Solamente Baglione accetta che la sua morte sia avvenuta a Porto Ercole. Ma possiamo essere certi delle parole di uno dei più grandi rivali di Caravaggio?

D’altro canto, dalle ossa trovate nelle fosse comuni di Orbetello, ci arrivano delle risposte interessanti. Queste sono state infatti identificate da una squadra di microbiologi capitanata da Giuseppe Cornaglia, aiutata da una equipe italo – francese dell’istituto Ihu Mediterranee Infection di Marsiglia.

Dallo studio della polpa dei canini e incisivi si scopre che, come spiega Michel Drancourt, il pittore non è morto né di malaria, né di sifilide né di brucellosi.

Hanno invece trovato tracce di stafilococco aureo, un batterio che difficilmente penetra l’organismo umano trovando nella pelle un muro invalicabile. A meno che non sia stato aiutato da una ferita da taglio, infetta grazie a un colpo, magari di spada. Questo quanto riporta uno studio della rivista The Lancet – Infectious Diseases.

Infine, Pacelli si serve anche di una biografia del pittore scritta da Giulio Mancini, che scrive come luogo della morte Civitavecchia, ma “sul documento il termine è cancellato e poi da altri corretto con Porto Ercole”.  Così come Francesco Bolvito, bibliotecario dei Teatini che, nel 1630, afferma che “il pittore è morto assassinato”.

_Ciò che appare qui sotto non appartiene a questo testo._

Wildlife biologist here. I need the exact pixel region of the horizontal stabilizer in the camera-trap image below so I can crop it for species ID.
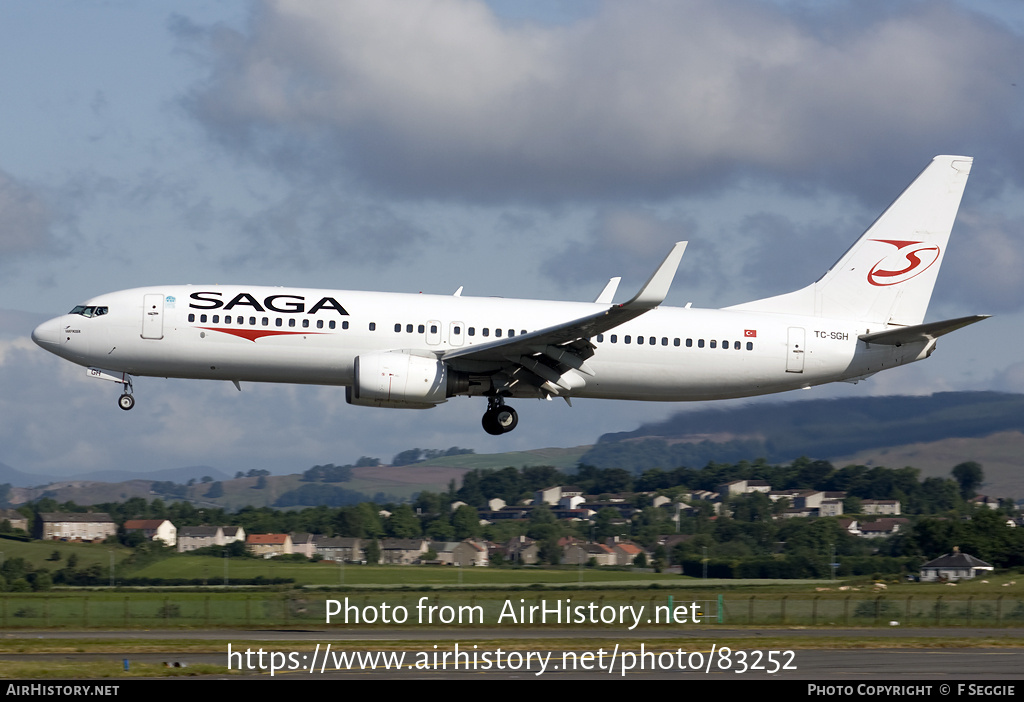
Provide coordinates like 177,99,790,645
860,314,991,346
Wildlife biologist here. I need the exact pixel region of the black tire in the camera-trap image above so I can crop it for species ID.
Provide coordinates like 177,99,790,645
495,405,519,434
480,409,505,436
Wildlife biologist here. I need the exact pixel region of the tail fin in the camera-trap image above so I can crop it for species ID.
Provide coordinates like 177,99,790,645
729,156,973,325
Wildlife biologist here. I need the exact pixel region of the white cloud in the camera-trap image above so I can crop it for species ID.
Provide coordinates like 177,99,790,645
0,171,53,258
179,0,1021,202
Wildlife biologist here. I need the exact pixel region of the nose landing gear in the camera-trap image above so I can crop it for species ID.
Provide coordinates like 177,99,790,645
118,374,135,411
481,397,519,436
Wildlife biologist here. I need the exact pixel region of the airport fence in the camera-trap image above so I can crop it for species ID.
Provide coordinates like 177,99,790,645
0,590,1024,632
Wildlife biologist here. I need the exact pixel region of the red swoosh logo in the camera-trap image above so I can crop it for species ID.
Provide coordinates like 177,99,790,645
200,326,318,342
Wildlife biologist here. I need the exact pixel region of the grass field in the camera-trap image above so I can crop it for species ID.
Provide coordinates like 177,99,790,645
131,555,679,586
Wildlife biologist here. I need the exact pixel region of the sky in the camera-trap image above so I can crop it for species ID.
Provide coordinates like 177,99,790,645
0,0,1024,475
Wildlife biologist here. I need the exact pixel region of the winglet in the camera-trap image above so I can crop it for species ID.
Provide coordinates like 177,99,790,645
620,242,687,309
594,277,622,305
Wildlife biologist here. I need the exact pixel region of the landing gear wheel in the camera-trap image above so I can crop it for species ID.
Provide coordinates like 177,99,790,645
481,399,519,436
495,405,519,434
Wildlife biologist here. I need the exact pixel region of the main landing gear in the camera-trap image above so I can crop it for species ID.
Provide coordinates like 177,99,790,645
118,375,135,411
481,397,519,436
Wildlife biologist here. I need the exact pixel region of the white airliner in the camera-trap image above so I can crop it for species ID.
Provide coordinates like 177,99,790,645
32,156,987,435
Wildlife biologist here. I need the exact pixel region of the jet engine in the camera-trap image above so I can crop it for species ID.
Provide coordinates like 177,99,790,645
345,351,468,409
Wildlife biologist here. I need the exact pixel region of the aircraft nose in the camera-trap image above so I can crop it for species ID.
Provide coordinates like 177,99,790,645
32,317,60,352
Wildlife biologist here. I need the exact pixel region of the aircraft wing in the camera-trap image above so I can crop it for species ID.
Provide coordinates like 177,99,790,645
859,314,991,346
439,242,686,395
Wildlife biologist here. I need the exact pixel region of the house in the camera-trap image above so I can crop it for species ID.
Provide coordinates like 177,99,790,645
125,519,178,546
504,536,541,566
246,534,293,558
177,527,224,554
921,546,994,582
562,543,615,566
430,538,488,567
380,538,429,566
860,517,910,538
36,512,118,541
289,531,316,558
611,541,650,566
967,495,999,510
715,480,771,496
177,526,246,554
0,510,29,532
316,536,366,563
860,499,902,516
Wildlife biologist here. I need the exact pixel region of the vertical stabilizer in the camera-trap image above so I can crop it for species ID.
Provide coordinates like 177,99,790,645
730,156,972,325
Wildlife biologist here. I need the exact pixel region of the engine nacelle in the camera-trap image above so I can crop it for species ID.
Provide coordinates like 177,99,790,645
345,351,452,409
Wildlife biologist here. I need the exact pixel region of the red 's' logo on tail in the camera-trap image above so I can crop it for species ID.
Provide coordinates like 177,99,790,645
867,238,940,287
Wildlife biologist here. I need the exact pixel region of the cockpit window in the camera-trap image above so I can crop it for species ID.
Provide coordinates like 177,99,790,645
69,305,106,317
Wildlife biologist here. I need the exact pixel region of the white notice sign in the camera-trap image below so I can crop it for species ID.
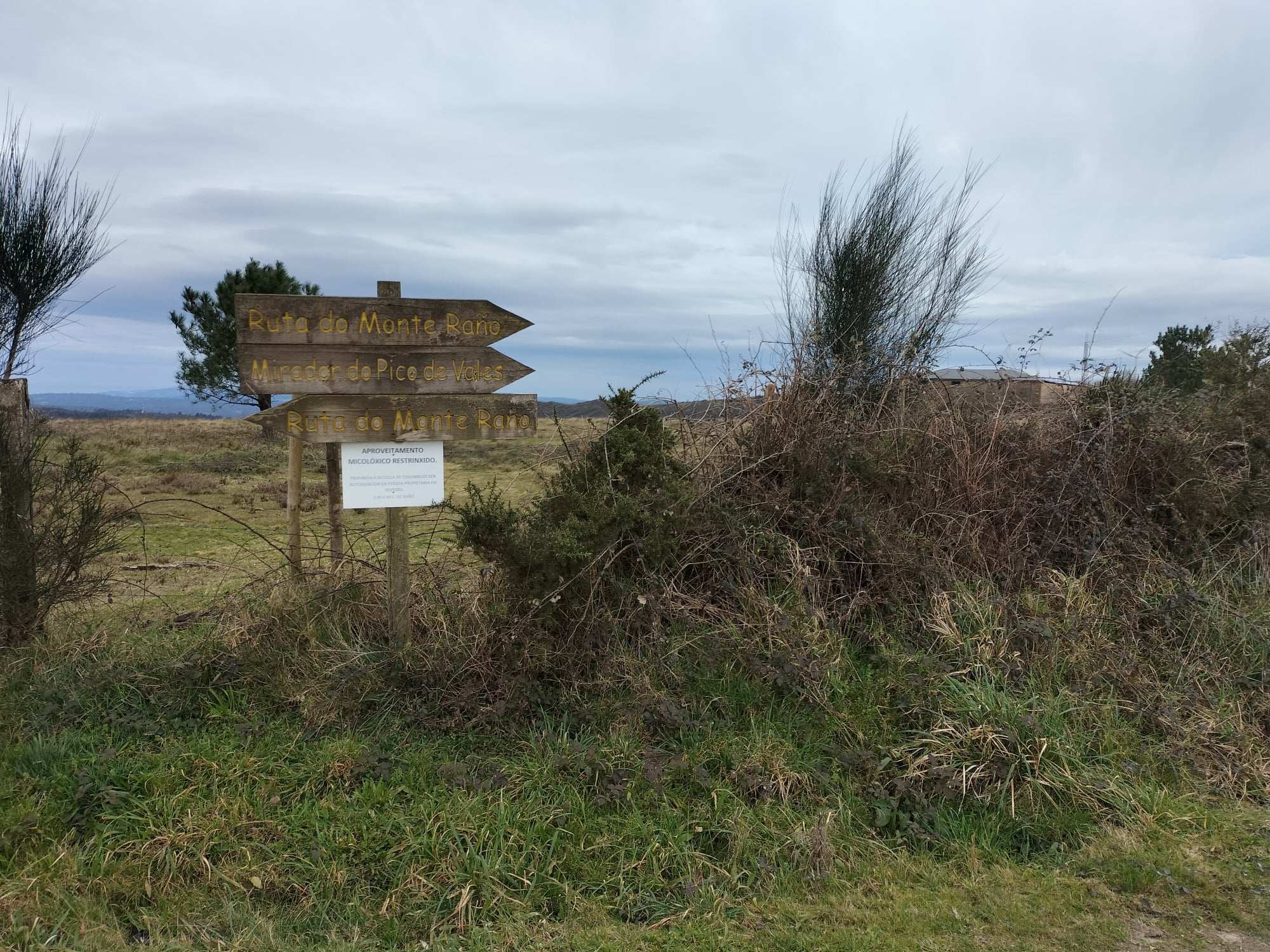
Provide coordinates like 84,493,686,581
340,439,446,509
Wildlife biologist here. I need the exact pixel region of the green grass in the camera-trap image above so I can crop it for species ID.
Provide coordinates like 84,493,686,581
7,421,1270,951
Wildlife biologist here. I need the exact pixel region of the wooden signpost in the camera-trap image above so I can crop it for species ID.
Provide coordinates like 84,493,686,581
235,281,537,644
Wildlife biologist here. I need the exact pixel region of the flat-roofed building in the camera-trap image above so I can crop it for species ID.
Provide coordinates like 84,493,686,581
931,367,1080,406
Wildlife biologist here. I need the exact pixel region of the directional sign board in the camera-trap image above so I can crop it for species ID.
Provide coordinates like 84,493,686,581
234,294,532,347
246,393,538,443
239,344,532,393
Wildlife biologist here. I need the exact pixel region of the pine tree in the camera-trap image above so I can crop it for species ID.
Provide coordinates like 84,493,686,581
169,258,320,410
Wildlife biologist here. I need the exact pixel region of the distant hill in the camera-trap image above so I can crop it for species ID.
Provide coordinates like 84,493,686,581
30,387,737,420
30,387,255,416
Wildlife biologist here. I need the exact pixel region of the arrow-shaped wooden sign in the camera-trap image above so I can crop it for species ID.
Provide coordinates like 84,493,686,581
246,393,538,443
234,294,532,347
239,344,533,393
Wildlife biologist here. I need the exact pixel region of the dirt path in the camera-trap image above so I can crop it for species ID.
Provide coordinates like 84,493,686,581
1129,922,1270,952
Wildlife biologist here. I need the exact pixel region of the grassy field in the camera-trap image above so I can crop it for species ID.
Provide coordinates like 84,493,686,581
0,420,1270,952
52,419,589,608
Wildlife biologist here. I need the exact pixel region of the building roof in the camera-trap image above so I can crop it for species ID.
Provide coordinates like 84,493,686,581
931,367,1072,385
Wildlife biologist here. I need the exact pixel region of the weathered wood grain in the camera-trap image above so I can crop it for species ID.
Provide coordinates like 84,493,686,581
239,344,533,395
246,393,538,443
234,294,532,347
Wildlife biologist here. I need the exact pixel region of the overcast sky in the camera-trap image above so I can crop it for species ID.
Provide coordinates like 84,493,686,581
0,0,1270,397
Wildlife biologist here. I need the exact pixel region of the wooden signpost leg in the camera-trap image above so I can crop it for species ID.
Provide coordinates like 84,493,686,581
387,506,410,647
324,443,344,571
287,437,305,576
375,281,410,647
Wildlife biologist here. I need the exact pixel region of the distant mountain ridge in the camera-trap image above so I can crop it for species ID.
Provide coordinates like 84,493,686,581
30,387,584,416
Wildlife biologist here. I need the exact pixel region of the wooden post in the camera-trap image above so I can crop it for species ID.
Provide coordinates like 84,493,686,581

Un altro indizio interessante è stata l’alta concentrazione di piombo rilevato nelle ossa: molti pigmenti naturali di origine minerale dell’epoca contenevano questo e altri metalli pesanti, che potrebbero essere stati introdotti nel corpo del pittore in seguito a un avvelenamento.

Pacelli conclude che, è plausibile che i cittadini di Porto siano contenti di una tradizione falsa e pretenziosa, ma è impossibile che nessuno, tra i vari committenti e le persone che in vita gli sono state vicine, si sia interessato a preparare una cerimonia per la sua morte.  

Vincenzo Pacelli muore nel 2014.

La morte di Caravaggio rimane un mistero, come tutti i più grandi poemi della storia. A noi piace pensare che sia morto a Civitavecchia, solamente a un’ora dalla sua amata Roma.